LEE MILLER MAN RAY fashion, love, war
The exhibition is produced and organised by CMS.Cultura in collaboration with ACP-Palazzo Franchetti
LEE MILLER MAN RAY
fashion, love, war
Palazzo Franchetti, Venice
5 November 2022 – 10 April 2023
curated by Victoria Noel-Johnson
I’d rather take a picture than be one
(Lee Miller)
Model, photographer, muse, the first female war correspondent to report the horrors of the concentration camps liberated by American troops, and twentieth-century icon. Lee Miller was all this and much more. She went through life with passion and determination and life repaid her with love and friends, but also with pain and posthumous, or at least tardy, acknowledgement.

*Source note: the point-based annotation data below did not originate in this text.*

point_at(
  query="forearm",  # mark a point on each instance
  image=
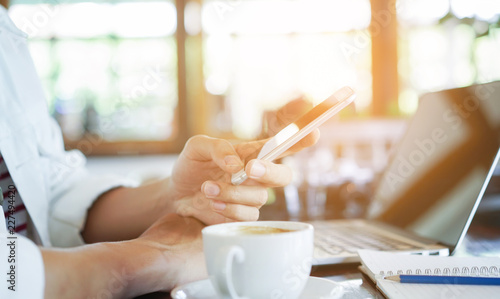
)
(125, 213)
(111, 270)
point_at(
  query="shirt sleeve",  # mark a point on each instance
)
(22, 269)
(71, 188)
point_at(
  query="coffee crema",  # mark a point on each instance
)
(261, 230)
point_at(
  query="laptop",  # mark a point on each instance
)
(433, 183)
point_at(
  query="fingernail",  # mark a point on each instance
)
(218, 205)
(258, 170)
(211, 189)
(233, 161)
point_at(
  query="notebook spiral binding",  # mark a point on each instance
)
(484, 271)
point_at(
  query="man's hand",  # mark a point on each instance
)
(168, 254)
(201, 181)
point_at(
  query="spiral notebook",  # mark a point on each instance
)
(377, 265)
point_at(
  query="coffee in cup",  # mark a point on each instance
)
(261, 259)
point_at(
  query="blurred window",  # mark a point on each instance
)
(259, 54)
(142, 76)
(108, 69)
(446, 44)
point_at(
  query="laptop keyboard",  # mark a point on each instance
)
(338, 239)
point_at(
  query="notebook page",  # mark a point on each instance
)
(387, 263)
(398, 290)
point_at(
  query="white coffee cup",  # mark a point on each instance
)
(245, 263)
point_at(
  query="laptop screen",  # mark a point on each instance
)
(436, 177)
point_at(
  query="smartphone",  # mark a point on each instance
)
(297, 130)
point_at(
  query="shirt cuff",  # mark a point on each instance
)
(69, 212)
(22, 264)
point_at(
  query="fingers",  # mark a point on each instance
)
(307, 141)
(224, 193)
(268, 173)
(222, 152)
(240, 203)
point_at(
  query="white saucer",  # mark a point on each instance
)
(316, 288)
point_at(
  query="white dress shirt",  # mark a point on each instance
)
(54, 184)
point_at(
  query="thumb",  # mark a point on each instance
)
(220, 151)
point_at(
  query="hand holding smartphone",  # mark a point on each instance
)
(297, 130)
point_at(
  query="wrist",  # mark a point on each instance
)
(143, 267)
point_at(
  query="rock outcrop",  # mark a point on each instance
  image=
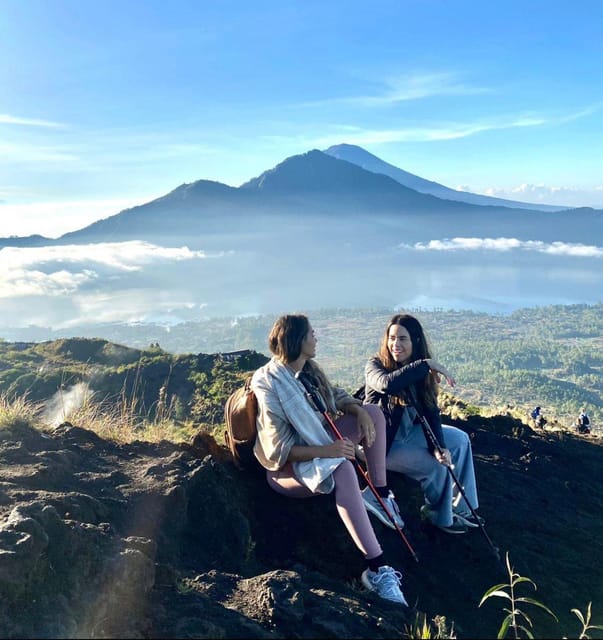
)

An exhibition will now do justice to this woman as beautiful as she was clever and talented, taking her out of Man Ray’s overpowering shadow, to reveal a deep but complicated relationship more objectively: Man Ray, first her teacher, then lover, and in the end friend.
The exhibition Lee Miller – Man Ray. Fashion, love, war is curated by Victoria Noel-Johnson and produced and organised by CMS.Cultura in collaboration with ACP-Palazzo Franchetti, with the patronage of Venice Municipality, which has included it in its events for “Le città in Festa”, main sponsor Gruppo Unipol, and presents approximately 140 photographs by Lee Miller and Man Ray, a collection of objets d’art and video documents, loaned by Lee Miller Archives and Fondazione Marconi.
In the exclusive prestigious venue of Palazzo Franchetti, Venice, 5 November to 10 April 2023, visitors will at last have the opportunity to fully appreciate the qualities of this important photographer, and her contribution to photography, not only as Man Ray’s muse, but above all as a professional in her own right. Indeed, many often forget that she was the one who quite by chance discovered the solarisation technique and inspired Man Ray to use it as his artistic signature, for which he became famous.
This event therefore sets out to pay suitable homage to Lee Miller, pioneer of surrealism in photography, placing her on a par with Man Ray, whose work tended to overshadow her both during her lifetime and after. The exhibition opens with a diptych by Lee Miller and Man Ray (Man Ray, self-portrait, 1931 and Man Ray, Lee Miller, 1929) and continues in chronological order by theme.